Spanish flu: What the World looked like after the pandemic of 1918

Spanish flu: What the World looked like after the pandemic of 1918

If you have not heard of the Spanish flu pandemic, the coronary crisis may have attracted your attention to the fact that this deadly virus spread worldwide at the beginning of the 20th century. Often referred to as the “mother of all pandemics”, it caused deaths of between 40 and 50 million within two years, between 1918 [...]

If you have not heard of the Spanish flu pandemic, the coronary crisis may have attracted your attention to the fact that this deadly virus spread worldwide at the beginning of the 20th century.

Often referred to as the “n of all pandemics”, it caused deaths of between 40 and 50 million within two years, between 1918 and 1920, according to the World Health Organisation and the Centers for Disease Control (CDC).

Scientists and historians believe that one third of the world's population, then numbering some 1.8 billion people, was infected.

And the flu caused a total of more deaths than World War I itself, which ended at a time when the disease had begun to spread.

As the whole world reacts to the COVID-19 crisis, let us look closely at the last pandemic that buried the world in the country, and what did it look like when it finally ended?

In 1918 medicine and science were far more limited in the fight against disease than they do today.

Doctors knew that there were microorganisms behind the Spanish flu and that the disease could be transmitted from person to person, but they still thought it was caused by bacteria and not by viruses.
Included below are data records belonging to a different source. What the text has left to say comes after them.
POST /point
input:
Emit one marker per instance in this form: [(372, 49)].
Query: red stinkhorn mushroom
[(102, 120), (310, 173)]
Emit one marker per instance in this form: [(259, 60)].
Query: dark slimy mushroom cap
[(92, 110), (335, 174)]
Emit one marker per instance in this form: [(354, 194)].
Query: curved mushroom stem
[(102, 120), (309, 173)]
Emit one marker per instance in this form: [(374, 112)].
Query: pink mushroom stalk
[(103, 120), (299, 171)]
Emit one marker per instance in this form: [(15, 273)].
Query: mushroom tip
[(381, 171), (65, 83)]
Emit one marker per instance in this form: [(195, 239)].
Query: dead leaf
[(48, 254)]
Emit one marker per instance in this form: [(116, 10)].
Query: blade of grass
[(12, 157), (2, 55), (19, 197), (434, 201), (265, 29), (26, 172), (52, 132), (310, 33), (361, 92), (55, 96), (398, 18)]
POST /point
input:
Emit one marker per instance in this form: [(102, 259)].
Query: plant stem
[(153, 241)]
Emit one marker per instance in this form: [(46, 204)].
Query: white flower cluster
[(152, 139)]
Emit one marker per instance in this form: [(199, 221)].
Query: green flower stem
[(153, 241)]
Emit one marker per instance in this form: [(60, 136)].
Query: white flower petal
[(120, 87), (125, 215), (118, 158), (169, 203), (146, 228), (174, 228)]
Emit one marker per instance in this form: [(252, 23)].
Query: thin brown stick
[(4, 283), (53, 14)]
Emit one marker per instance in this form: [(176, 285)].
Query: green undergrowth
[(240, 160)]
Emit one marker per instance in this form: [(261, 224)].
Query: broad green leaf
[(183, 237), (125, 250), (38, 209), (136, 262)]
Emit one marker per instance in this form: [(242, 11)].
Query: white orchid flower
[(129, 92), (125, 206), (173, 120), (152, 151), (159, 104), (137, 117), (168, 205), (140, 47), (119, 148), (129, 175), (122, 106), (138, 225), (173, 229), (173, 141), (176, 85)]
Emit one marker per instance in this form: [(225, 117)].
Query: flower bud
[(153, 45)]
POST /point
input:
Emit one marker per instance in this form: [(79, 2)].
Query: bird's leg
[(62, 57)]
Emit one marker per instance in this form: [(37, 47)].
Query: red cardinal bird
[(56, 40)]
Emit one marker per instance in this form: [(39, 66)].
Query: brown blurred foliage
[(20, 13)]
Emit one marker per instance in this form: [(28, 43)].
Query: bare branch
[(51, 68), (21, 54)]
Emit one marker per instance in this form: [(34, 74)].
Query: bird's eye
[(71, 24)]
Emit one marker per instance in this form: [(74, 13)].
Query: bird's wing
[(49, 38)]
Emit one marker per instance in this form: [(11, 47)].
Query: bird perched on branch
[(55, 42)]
The treatment was also limited to the world's first antibiotic, for example, not discovered until 1928.

The first flu vaccine became available to the public in the 1940s. It is important to note that there was no health system for all people at that time. Even in affluent countries, the public sewer system was still a luxury.

“The Spanish Flew”.

To make things worse, the Spanish flu attacked in a way that was not previously seen in flu pandemics, such as the one in 1889-90, which killed more than a million people worldwide.

Most of the victims were between the ages of 20 and 40, and the men were disproportionally affected perhaps after the pandemic was thought to have started in crowded military camps in the Western Front and spread as troops returned home after World War I.

A 2020 study conducted by Harvard scholar Robert Barrot estimated that although about 0.5 percent of the then American population died from the Spanish flu (about 550,000 people), 5.2 percent of India's population was affected, or about 17 million deaths.

The consequences for the economy were great. Barrot and his team estimated that the pandemic led to an average drop of 6 percent of gross domestic product in all countries.

“World War I victims and Spanish flu led to a real economic disaster”, says writer Katarina Arnold, author of the book Pandemiic 1918.